Hi Phil. No worries - its the holiday season and it's an all volunteer project. I find you and Luc to be very responsive all things given.
I actually find the process of contributing to the project very straightforward - it's intimidating until you try, but you both have been very easy to work with.
Short Answer - we'll be talking about a UnivariateStatistic really soon.
Long Answer - Addressing your questions (in no particular order)....
This link will help somewhat - http://thecuriousinvestor.com/2007/10/03/sortino-ratio/
1. Some of the tests will occur twice in some of the functions. I copied the four methods for variance to create the semi-variance methods - I'm having second thoughts about that since I really would only call the one that takes the array or possibly the array and the mean.

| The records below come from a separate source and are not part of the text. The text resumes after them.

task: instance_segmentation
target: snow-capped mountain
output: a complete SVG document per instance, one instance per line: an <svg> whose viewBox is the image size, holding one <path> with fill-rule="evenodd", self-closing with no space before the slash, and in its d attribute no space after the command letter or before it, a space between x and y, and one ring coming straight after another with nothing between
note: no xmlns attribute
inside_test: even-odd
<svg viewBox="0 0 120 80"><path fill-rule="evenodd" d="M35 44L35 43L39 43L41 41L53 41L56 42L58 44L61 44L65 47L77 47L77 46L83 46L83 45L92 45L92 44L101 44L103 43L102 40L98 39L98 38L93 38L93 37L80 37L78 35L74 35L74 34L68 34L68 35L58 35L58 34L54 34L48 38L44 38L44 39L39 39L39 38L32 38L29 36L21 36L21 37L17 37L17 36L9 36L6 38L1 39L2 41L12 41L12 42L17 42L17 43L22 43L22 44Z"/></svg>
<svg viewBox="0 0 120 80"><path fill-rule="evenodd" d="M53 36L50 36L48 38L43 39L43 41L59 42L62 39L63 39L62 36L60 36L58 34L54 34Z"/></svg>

I've never needed to compute semi-variance for a part of an array.
I'm very flexible on this - I went for consistency rather than the best performance possible - feel free to make changes as you see fit.
2. The Sortino ratio uses the downward standard deviation, which is the square root of the semivariance. You definitely would want to keep the values above the mean and collapse them rather than exclude them altogether.
A simple explanation of the Sortino Ratio is probably in order to explain why.
The Sortino Ratio comes from the Sharpe Ratio. The Sharpe Ratio is used to rate how much reward you're getting for the risk you're taking. Standard Deviation is the divisor. Higher is better.
One criticism of the Sharpe Ratio is that returns in excess of the mean increase your standard deviation, but you don't getting big rewards from time to time - those periods shouldnt count.
An example helps here
Here's your monthly returns.
That 20% return is nice (I'd like a 20% monthly return too!) but that 20% makes your standard deviation higher and your Sharpe Ratio lower.
But nobody minds an occassional blowout return - that doesnt increase the risk of the fund in the view of people who prefer the Sortino Ratio.
Mean = 4, Variance = 52.333, Std Dev = 7.234
But for the semivariance calculation, that 20 becomes a 4 and stays in the set, so semivariance becomes 9.666 and the downward standard deviation becomes 3.109. Dropping out the 20% isn't appropriate because it's part of your return.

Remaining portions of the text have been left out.